4. Data processing arrangements
Retailers will use a number of suppliers and those handling personal data will be processing that data on behalf of their retailer client. For example, delivery or logistics providers delivering to customers as well as marketing agencies will be data processors. The existing requirement to have a written processing agreement in place with all data processors continues under the GDPR, but there are more prescriptive requirements as to the content of those agreements. In addition, as data processors have their own direct obligations under GDPR for the first time, it’s likely that data processing agreements may be more negotiated than in the past.
Existing arrangements with all processors should be reviewed and updated where necessary. Processing agreements will need to detail the security measures required as well as set out obligations on the processor to assist the retailer in the event of a data breach and/or any request by a data subject to exercise their rights to access or the new right to data portability.

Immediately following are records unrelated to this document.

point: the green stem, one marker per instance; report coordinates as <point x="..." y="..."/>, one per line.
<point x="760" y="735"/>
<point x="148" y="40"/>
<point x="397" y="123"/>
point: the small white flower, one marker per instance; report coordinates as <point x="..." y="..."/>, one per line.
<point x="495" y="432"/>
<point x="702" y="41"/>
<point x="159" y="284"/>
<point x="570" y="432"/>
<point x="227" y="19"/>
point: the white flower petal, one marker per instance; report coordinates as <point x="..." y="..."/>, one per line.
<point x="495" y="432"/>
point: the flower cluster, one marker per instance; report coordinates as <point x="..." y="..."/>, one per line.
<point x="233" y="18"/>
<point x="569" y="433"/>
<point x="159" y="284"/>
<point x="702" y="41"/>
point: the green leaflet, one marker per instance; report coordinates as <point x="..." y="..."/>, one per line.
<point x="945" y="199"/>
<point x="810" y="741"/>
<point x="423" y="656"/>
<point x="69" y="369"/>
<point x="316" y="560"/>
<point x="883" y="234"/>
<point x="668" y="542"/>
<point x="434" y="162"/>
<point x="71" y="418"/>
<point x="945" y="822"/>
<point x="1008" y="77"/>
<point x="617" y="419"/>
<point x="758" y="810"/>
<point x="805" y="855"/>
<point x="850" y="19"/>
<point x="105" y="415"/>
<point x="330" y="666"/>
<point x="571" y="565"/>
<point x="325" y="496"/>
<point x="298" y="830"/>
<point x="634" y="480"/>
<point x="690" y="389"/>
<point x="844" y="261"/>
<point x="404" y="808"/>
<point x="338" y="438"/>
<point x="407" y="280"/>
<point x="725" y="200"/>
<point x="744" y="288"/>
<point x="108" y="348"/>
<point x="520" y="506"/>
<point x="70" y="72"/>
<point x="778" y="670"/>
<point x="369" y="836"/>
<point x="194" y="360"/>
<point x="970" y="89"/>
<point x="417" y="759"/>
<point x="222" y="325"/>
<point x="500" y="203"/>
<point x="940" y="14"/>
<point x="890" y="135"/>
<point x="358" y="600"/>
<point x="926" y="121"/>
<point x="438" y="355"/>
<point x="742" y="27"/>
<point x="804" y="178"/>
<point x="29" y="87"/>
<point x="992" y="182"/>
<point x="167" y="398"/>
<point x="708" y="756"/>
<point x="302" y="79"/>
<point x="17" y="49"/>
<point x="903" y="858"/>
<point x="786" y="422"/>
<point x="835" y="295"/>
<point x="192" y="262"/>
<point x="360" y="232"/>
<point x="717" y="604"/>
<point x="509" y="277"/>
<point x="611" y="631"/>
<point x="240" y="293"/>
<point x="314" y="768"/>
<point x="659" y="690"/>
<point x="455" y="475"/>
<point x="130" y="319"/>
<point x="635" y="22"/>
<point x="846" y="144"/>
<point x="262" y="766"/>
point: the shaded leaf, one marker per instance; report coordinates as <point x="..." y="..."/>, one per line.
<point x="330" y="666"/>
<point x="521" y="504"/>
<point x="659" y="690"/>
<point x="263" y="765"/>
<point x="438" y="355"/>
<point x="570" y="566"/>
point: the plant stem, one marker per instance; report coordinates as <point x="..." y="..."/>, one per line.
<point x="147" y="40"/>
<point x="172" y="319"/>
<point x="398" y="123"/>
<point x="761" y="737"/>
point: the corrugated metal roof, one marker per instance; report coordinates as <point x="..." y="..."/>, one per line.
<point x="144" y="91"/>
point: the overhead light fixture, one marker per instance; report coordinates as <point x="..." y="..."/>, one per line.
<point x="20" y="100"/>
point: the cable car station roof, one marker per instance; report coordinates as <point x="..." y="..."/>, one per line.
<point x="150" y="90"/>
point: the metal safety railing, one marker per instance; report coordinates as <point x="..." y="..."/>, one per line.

Although most agreements with suppliers will be data processing agreements, retailers may also share data with third parties who are also data controllers. For example, rewards under a loyalty programme might involve a customer’s data being shared with the applicable “reward” provider. Such an arrangement is more likely to be a data sharing, and not processing arrangement. That doesn’t avoid the need for an agreement to be in place but the requirements differ and the ICO’s Code of Data Sharing should be considered too.
5. Cross border data flows
Identifying international flows of customer and/or employee data, whether internally within the retailer’s group of companies or with third party suppliers, is an essential part of preparing for GDPR compliance. Retailers operating stores or online sales cross-border should already be complying with the rules on international data transfers under current law which remain similar under GDPR, although recent development such as the EU-US Privacy Shield and challenges to EU approved Model Clauses means they will need to
keep an eye on these relationships particularly as the UK withdraws from the rest of the EU.
In addition, the GDPR introduces a new concept of the “lead regulatory authority” who will deal with complaints and sanctions where a retailer is processing data across EU-borders. A retailer’s lead regulator will be the country where the controller or processor has its main establishment and this can vary depending on the type of data
involved (for example one group of companies might centralise its marketing function in the UK, but run all its supply and procurement relationships from France).
Why does it matter?
Although much of the GDPR codifies existing guidance from the EU regulators, the changes being introduced are intended to introduce a new mindset and culture shift in relation to the use of data. While regulators will still have the ability to discuss issues with organisations and individuals and ask for undertakings or commitments, the financial penalties of non-compliance are exponentially increasing up to a maximum of the greater of 4% of global turnover and Euros 20 Million this level of fines is necessarily drawing the attention of the board room to data protection compliance.
For retailers, a particular challenge of GDPR is to ensure that essential customer relationship management is not affected by the more prescriptive changes required under GDPR and that customer trust is maintained at all times.